Speedbump
Active Member
After great consideration, I think I'll steer clear of discussing your "smell" method. As you are also performing quantitative analysis, I suppose no harm can come of it. Heck, like many geologists and drillers, I still use a couple of coat hangers to witch for buried lines even after the utilities have been marked. Works for me, although many remain skeptical.

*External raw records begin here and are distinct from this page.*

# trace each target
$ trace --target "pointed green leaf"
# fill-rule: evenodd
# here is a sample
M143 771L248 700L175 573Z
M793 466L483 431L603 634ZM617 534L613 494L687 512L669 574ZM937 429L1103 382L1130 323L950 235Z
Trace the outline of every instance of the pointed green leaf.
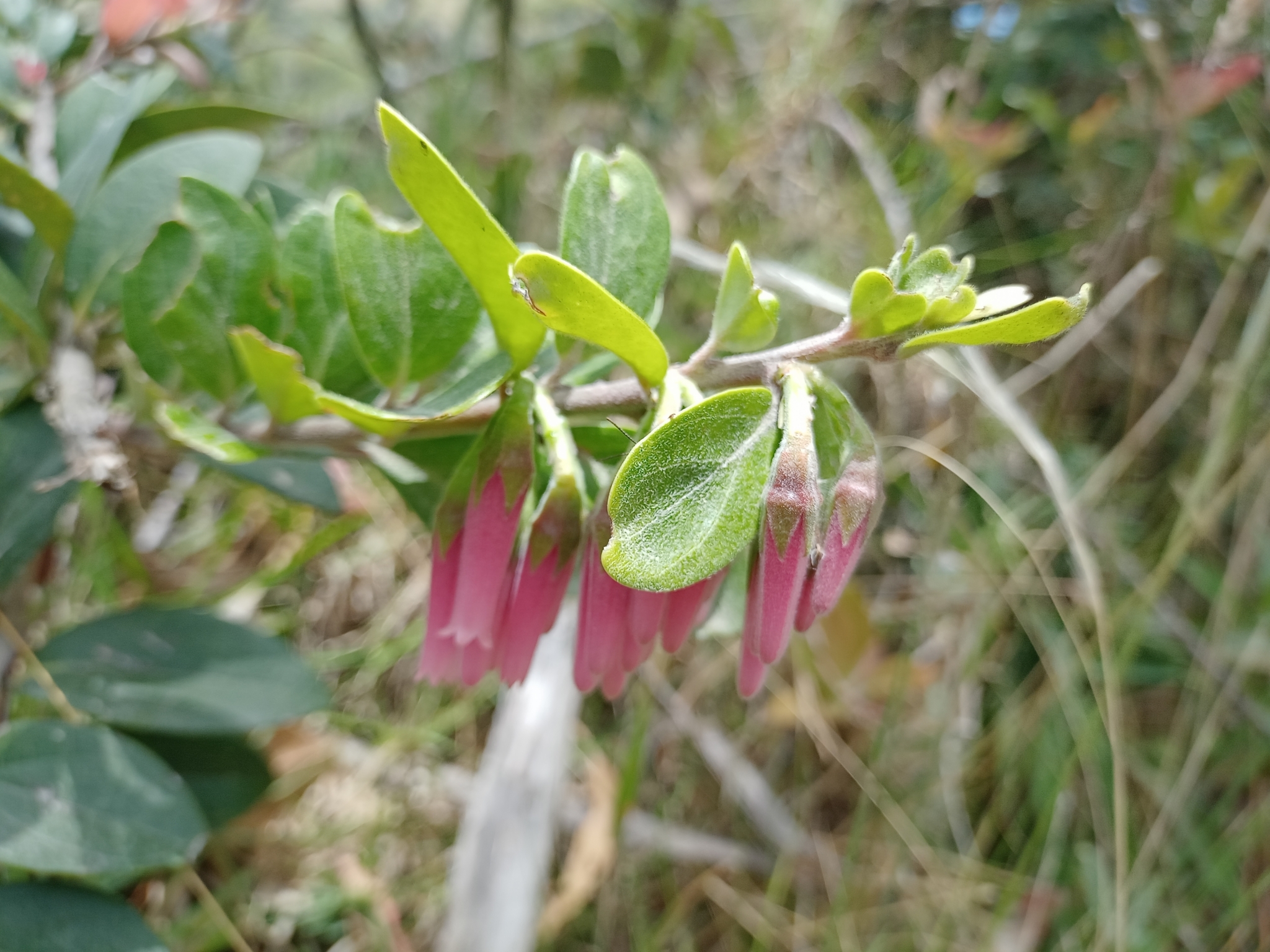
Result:
M114 301L112 278L130 269L160 223L174 217L182 176L239 195L260 164L260 141L245 132L194 132L122 162L86 203L66 248L66 288L76 301Z
M296 218L278 256L278 283L295 326L286 339L312 380L337 393L357 395L370 376L357 355L348 306L335 265L335 226L319 208Z
M79 484L38 484L65 471L62 440L39 404L27 401L0 416L0 589L53 537L57 512Z
M754 283L749 253L739 241L728 249L728 267L719 282L710 336L721 350L758 350L776 336L781 302Z
M428 393L400 410L386 410L328 391L318 395L318 405L328 413L343 416L367 433L395 439L417 424L461 414L498 390L511 372L511 358L499 352L450 386Z
M177 404L159 404L155 421L178 443L222 463L245 463L259 456L226 429L217 426L197 410Z
M305 376L300 354L274 344L255 327L235 327L230 341L246 376L255 383L260 402L278 423L295 423L301 416L323 411L318 405L320 387Z
M626 146L579 149L564 187L560 256L645 320L671 268L671 217L657 178Z
M860 272L851 286L851 326L859 338L897 334L912 327L925 314L925 297L897 292L892 279L878 268Z
M351 192L335 206L335 259L357 347L385 387L432 376L471 336L480 305L424 226L377 222Z
M585 272L546 251L530 251L516 260L513 273L525 300L551 330L612 350L645 386L662 382L671 362L657 333Z
M0 154L0 202L30 220L41 240L58 254L71 240L75 213L60 194Z
M184 866L207 839L180 777L98 725L8 725L0 802L0 863L37 873L130 880Z
M396 187L467 275L513 368L528 367L546 331L508 282L508 267L521 254L516 244L446 157L400 113L381 103L380 124Z
M0 952L168 952L122 899L62 882L0 886Z
M177 305L182 292L194 279L199 258L194 232L180 222L169 221L159 226L137 267L123 275L119 310L124 340L137 355L141 368L164 387L177 386L180 364L168 350L155 324Z
M898 354L911 357L928 347L944 344L1034 344L1073 326L1085 316L1088 306L1090 286L1086 284L1076 297L1048 297L999 317L918 334L904 341Z
M43 360L48 353L48 330L30 301L30 293L4 261L0 261L0 315L27 340L32 357Z
M52 638L39 660L75 707L154 734L245 734L330 701L286 640L190 609L97 618Z
M613 479L605 569L648 592L685 588L723 569L758 526L775 447L766 387L716 393L653 430Z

Not me. When I was in my young twenties working for the County Road Commission surveying. I had a crew chief that was straight as an arrow. One day, we were supposed to lay out where a large (I believe 12") gas main was supposed to be located before widening a road. The as built drawings weren't available, so my crew chief went to the back of the pie wagon and got out two coat hangers that had been bent into L's. He put one in each hand with the longer part sticking straight out in front of him with no pressure on the metal other than to support their weight. He walked perpendicular to where the pipe was supposed to be and about ten feet past that point the hangers crossed. Naturally, the three of us crew men were scratching out heads. He gave them to me, said do down the road 100' and do the same. When they cross, drag your foot in the sand. Then the next guy another 100' down the road. All there scratches lined up perfectly and that was where the main was found.
I have used them many times since to find all kinds of buried pipes. It doesn't work on wells though. Wrong magnetic field.